Artel, “birleşik cisimleri” ise “metal oxydleri”, “esaslar”[1] , “nonmetal oxydleri veya anhydridler”, “acidler”, “tuzlar” alt başlıklarına ayırarak tetkik edip isimlendirmiştir. Örneğin, metallerin oksijenle bir araya gelerek oluşturdukları bileşikler için ismin sonuna “oxydi” ilavesinin getirilmesini yeterli görmüştür. Neticede “gümüş oxydi” gibi isimler elde etmiştir. Benzer ilaveleri diğer bileşiklere de uygulamış, “esaslar”ın isimlendirmesinde “hydrat” ve “hydroxyd” ibareleri, “nonmetal oxydleri veya anhydridler” için “anhydridi” ibaresini ismin yanına getirerek kimyasalları Türkçeye uygun hâle getirmeye çalışmıştır.

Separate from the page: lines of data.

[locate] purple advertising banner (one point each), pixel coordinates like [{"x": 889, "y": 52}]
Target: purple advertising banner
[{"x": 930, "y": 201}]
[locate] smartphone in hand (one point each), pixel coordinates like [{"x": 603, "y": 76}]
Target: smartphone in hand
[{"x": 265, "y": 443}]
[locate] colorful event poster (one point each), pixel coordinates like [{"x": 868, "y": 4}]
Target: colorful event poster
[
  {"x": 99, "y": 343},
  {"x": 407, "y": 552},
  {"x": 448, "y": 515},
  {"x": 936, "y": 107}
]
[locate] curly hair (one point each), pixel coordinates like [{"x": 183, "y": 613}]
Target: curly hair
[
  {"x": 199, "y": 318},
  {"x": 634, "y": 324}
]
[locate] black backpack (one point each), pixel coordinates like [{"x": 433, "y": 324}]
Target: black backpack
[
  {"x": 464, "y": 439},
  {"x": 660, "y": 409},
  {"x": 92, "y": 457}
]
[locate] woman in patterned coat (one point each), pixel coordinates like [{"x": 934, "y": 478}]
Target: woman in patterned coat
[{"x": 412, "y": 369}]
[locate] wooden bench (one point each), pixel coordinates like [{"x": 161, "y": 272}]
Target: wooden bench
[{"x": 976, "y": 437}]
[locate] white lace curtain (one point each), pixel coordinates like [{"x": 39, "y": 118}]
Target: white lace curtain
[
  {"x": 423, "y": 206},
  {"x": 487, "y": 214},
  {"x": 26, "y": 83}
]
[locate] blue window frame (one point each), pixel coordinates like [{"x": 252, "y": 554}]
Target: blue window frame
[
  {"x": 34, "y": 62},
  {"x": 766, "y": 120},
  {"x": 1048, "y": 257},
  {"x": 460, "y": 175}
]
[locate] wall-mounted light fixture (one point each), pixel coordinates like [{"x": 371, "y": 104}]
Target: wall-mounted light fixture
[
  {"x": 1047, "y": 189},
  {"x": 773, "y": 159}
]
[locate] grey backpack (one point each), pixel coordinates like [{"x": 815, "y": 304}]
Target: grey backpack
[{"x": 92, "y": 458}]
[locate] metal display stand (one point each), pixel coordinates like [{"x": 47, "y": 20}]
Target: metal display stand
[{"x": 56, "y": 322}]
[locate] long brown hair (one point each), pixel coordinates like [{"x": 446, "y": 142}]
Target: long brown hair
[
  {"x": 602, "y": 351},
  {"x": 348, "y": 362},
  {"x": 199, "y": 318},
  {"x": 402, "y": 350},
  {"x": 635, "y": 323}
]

Artel, asitlerin uluslararası alanda kullanılan şekillerinin Türkçede muhafaza edilmesi fikrindedir. Çünkü asit isimleri kendilerine tekabül eden tuz adlarına “acid” kelimesi ilavesiyle yapılır. Ayrıca, asit isimlerinin tuz adlarından türediğinden bahisle, asitlerin isimlendirilmesi hakkında fazla bir şey söylemeye lüzum olmadığı görüşündedir. Ona göre, sayılarının çokluğu, bazılarının karmaşık yapısından ötürü “tuzlar” için genel kaideler mümkün olmadığı için harfleri münasip şekilde muhafaza edilerek Batı lisanlarındaki tuz isimleri Türkçeye nakledilebilir. Örneğin, iki elementli bir tuz için birinci elementin ismi olduğu gibi söylenirken, ikinci element sonuna “ur” ibaresi getirilir: “altın chloruru”.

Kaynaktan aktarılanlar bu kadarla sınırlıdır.